Sauf que maintenant, avec la grève des trains, fini le passage cool! Retour à la case crapahut dans la montagne ou marche aléatoire dans le noir piégeux des tunnels ferroviaires voire autoroutiers, avec grosse fatigue et risques sévères à la clé, sans parler des gendarmes, capables de temps en temps d’en arrêter un ou deux par ci-par là. Donc, voyez vous, somme toute, les Cheminots reprennent du service dans la résistance à l’envahisseur, comme au bon vieux temps de l’occupation, quand ils gagnaient le sacro-saint Statut auxquels ils ne renonceront que par la force des baïonnettes émoussées des sbires de Présipède.
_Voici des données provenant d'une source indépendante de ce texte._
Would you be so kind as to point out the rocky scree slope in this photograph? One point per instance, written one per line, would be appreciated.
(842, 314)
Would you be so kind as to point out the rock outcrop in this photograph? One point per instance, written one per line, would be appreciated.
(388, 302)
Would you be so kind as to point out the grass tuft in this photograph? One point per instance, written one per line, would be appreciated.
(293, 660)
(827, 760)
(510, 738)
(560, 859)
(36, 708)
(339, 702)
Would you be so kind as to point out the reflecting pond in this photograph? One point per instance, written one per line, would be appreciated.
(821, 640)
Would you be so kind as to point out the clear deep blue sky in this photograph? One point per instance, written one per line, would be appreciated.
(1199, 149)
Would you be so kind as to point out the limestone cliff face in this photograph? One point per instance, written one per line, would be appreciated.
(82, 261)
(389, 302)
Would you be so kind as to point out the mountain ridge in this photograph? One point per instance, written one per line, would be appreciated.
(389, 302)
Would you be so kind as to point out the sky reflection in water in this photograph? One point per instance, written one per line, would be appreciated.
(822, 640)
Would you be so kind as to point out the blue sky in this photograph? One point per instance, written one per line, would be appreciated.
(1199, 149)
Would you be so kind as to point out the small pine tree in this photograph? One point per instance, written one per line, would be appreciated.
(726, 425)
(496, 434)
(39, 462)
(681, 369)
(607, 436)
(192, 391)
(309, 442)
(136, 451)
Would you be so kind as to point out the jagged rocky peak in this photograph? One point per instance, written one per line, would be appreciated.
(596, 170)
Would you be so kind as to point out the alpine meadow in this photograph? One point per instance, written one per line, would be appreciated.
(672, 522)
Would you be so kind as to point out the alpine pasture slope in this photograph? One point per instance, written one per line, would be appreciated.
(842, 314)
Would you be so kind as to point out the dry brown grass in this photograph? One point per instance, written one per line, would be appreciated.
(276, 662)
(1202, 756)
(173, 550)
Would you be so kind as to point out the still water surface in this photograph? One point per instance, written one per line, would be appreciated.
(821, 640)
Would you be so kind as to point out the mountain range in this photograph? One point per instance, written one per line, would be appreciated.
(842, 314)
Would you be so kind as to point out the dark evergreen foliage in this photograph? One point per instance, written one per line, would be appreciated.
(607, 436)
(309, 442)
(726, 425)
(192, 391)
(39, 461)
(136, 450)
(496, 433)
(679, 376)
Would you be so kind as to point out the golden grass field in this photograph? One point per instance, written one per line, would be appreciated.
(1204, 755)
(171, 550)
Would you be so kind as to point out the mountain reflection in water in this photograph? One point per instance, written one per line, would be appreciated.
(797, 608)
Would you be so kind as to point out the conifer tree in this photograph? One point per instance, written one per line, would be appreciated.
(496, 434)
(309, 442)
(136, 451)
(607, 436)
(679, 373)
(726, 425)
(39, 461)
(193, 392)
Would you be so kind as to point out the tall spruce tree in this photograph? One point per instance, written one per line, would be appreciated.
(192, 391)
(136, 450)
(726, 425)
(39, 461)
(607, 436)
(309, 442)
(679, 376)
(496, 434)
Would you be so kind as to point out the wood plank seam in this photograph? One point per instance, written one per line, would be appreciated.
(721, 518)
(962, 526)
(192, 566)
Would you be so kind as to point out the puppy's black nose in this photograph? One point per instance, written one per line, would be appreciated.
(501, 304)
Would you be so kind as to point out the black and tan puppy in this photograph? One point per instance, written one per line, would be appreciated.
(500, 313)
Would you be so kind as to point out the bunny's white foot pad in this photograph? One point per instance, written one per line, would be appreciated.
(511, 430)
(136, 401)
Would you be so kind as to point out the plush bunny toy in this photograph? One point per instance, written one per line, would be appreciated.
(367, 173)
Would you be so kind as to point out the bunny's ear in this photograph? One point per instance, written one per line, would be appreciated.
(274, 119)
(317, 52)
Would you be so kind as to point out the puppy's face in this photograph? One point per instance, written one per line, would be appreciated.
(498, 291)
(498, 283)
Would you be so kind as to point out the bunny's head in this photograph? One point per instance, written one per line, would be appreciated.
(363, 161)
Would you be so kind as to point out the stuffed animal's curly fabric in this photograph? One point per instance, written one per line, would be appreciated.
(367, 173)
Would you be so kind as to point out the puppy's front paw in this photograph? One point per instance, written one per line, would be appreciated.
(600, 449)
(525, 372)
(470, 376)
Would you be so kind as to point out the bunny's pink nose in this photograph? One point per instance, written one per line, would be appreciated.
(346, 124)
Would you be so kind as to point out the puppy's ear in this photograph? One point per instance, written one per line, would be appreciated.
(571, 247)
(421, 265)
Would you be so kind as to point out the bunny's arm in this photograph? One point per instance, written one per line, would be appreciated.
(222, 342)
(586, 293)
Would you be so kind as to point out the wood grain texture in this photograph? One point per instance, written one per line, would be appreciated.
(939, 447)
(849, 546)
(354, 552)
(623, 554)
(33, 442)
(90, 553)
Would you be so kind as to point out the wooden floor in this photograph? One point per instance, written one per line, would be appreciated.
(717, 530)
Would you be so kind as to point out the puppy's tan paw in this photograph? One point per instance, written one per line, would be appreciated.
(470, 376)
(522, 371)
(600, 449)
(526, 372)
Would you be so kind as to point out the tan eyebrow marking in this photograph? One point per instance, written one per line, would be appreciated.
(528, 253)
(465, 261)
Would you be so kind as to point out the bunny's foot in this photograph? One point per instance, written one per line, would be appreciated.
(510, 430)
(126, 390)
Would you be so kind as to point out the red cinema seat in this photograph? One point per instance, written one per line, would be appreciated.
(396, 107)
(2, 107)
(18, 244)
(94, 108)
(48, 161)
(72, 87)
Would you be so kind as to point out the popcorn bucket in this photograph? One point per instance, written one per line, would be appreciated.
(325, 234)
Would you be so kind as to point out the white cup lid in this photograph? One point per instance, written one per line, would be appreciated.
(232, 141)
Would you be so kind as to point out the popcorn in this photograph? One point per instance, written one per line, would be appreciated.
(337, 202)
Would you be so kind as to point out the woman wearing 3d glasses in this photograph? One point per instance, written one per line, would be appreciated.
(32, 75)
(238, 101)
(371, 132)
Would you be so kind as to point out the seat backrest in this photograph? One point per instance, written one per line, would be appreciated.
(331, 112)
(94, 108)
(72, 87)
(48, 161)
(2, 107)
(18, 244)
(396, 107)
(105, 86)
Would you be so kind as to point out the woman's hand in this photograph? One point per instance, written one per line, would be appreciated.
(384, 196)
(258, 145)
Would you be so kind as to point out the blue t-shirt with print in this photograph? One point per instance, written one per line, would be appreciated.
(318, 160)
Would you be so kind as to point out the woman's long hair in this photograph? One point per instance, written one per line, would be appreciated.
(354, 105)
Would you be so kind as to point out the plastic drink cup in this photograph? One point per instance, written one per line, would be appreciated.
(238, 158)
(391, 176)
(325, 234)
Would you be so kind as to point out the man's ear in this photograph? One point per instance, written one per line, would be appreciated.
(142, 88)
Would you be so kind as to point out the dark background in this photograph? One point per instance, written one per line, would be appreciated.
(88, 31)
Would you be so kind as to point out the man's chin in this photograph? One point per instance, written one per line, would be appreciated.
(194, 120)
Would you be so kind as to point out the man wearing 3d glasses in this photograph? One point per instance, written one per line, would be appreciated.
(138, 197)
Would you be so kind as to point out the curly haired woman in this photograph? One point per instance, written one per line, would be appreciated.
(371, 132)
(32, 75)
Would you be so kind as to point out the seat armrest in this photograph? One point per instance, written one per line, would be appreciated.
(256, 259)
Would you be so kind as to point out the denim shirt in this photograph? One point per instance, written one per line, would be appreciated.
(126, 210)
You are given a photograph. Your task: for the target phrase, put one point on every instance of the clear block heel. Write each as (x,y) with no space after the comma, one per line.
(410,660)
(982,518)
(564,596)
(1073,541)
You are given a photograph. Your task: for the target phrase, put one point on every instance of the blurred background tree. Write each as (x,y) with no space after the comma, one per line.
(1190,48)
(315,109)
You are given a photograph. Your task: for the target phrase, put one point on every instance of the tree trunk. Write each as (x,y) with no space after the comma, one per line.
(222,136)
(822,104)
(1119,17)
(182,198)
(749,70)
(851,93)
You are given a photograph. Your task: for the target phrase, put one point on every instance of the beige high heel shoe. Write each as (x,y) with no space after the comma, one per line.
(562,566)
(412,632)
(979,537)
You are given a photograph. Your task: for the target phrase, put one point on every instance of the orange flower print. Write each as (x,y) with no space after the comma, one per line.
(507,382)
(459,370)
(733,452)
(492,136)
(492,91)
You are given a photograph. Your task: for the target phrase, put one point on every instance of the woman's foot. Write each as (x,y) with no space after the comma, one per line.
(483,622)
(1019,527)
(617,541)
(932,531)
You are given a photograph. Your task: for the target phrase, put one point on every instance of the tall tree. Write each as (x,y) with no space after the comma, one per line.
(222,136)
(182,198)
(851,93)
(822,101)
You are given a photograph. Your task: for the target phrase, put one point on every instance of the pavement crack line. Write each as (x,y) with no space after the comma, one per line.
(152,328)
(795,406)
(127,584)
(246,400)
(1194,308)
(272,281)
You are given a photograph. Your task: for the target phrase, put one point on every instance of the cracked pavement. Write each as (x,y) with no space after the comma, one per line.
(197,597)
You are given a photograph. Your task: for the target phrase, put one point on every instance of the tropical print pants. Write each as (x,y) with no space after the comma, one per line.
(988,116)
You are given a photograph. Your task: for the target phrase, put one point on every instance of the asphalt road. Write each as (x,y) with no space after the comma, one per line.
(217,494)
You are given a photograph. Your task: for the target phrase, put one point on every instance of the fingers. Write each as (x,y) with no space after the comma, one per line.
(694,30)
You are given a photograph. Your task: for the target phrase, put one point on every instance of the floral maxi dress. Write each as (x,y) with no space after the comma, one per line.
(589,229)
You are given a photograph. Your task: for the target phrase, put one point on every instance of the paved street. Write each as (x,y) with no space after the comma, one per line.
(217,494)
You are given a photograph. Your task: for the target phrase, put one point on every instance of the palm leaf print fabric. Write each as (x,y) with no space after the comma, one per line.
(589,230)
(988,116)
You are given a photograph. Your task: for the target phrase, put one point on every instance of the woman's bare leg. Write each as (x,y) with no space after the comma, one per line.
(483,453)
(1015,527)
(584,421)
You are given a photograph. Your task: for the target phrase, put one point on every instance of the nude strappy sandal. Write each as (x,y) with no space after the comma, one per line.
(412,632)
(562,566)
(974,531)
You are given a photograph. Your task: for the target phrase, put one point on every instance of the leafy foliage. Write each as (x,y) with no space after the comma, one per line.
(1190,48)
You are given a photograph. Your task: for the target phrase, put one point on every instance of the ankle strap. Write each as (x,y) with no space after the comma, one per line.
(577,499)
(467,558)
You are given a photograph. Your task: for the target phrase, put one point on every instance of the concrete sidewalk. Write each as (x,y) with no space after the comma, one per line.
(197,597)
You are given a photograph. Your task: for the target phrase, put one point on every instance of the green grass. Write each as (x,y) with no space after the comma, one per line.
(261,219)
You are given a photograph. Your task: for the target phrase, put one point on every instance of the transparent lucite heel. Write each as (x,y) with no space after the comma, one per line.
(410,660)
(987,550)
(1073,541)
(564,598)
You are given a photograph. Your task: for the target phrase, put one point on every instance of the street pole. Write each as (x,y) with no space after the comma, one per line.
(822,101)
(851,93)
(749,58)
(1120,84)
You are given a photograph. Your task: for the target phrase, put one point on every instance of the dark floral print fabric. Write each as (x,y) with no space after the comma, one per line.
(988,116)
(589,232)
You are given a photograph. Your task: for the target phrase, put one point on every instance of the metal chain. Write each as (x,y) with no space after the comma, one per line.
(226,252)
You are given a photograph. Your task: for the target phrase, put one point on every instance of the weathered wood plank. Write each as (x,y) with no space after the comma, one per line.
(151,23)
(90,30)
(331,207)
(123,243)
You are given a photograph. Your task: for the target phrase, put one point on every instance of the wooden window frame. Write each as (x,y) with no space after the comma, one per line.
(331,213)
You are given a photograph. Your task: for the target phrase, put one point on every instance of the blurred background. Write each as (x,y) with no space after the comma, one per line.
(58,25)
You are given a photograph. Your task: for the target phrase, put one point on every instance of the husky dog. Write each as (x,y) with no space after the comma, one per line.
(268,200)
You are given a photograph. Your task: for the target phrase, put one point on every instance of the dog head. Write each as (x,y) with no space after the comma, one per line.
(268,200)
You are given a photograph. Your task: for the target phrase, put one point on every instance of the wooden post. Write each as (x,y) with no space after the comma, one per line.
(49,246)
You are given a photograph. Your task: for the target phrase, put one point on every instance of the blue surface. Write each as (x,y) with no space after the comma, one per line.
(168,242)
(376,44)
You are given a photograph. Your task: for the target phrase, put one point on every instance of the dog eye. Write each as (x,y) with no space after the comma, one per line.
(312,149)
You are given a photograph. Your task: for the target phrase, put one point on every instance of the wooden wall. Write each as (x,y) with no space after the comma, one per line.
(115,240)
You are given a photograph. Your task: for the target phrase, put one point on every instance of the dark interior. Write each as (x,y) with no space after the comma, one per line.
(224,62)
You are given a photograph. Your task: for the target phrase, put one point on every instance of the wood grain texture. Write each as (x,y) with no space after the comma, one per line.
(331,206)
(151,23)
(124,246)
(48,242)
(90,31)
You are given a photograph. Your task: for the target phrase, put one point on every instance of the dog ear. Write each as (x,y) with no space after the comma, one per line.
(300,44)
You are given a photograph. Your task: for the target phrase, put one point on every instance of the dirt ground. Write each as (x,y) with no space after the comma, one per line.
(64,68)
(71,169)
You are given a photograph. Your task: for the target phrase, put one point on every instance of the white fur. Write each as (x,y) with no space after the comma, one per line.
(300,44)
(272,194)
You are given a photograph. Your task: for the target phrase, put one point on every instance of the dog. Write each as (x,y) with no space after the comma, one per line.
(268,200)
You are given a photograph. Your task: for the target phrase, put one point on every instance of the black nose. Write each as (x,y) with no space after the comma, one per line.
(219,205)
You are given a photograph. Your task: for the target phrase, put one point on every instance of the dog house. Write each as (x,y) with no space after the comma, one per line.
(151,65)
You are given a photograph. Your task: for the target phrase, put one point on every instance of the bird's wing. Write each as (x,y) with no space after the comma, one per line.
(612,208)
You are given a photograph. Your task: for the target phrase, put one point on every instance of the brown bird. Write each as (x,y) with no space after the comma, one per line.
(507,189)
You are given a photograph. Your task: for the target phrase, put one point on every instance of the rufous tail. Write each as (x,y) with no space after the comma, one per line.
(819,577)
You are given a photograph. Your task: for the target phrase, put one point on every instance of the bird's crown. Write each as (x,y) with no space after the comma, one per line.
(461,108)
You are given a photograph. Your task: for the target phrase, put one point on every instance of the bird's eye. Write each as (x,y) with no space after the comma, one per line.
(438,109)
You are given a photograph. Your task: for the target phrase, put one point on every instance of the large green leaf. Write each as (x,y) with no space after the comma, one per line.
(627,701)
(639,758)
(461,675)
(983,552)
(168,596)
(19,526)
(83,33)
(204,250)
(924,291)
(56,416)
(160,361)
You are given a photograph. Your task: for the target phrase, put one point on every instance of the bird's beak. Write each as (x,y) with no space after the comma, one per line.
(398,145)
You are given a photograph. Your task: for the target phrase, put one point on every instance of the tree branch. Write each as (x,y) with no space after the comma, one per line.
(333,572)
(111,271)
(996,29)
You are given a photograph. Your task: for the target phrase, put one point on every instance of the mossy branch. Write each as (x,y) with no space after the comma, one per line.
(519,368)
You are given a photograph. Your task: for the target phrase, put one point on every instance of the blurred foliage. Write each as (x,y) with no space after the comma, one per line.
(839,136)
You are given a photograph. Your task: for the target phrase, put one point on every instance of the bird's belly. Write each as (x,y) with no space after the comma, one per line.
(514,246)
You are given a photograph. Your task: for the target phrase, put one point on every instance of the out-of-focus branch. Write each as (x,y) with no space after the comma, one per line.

Les traditions ne se perdent donc pas tout à fait, il était bon de le souligner n’en déplaise à ce brave Pape, lequel de toute façon ne saurait le moins du monde influencer des syndicalistes franchouilles, laïcs, marxistes et républicains comme père et mère. Bénédiction urbi et orbi ou pas, ces derniers ne manqueront pas l’occase de freiner l’entrée sur notre sol d’une main d’œuvre potentiellement sous-payable et, accessoirement, de nous pourrir la vie, avec méthode et détermination jusqu’aux grandes vacances… Intérêt supérieur de notre belle et très chère SNCF oblige, nous nous laisserons donc martyriser comme à l’habitude… et quand je dis martyriser, c’est sans-vaseline, bien entendu, vous m’aurez sans doute compris.

Veuillez me pardonner, je me vois contraint (supprimé pour cause de grève) de vous laisser. Libations pascales obligent!

Joyeuses Pâques tout de même et conservez vous bien.

Et merde pour qui ne me lira pas.

NOURATIN

(1) Et non pas, naturellement, malédiction gourbi et zobi!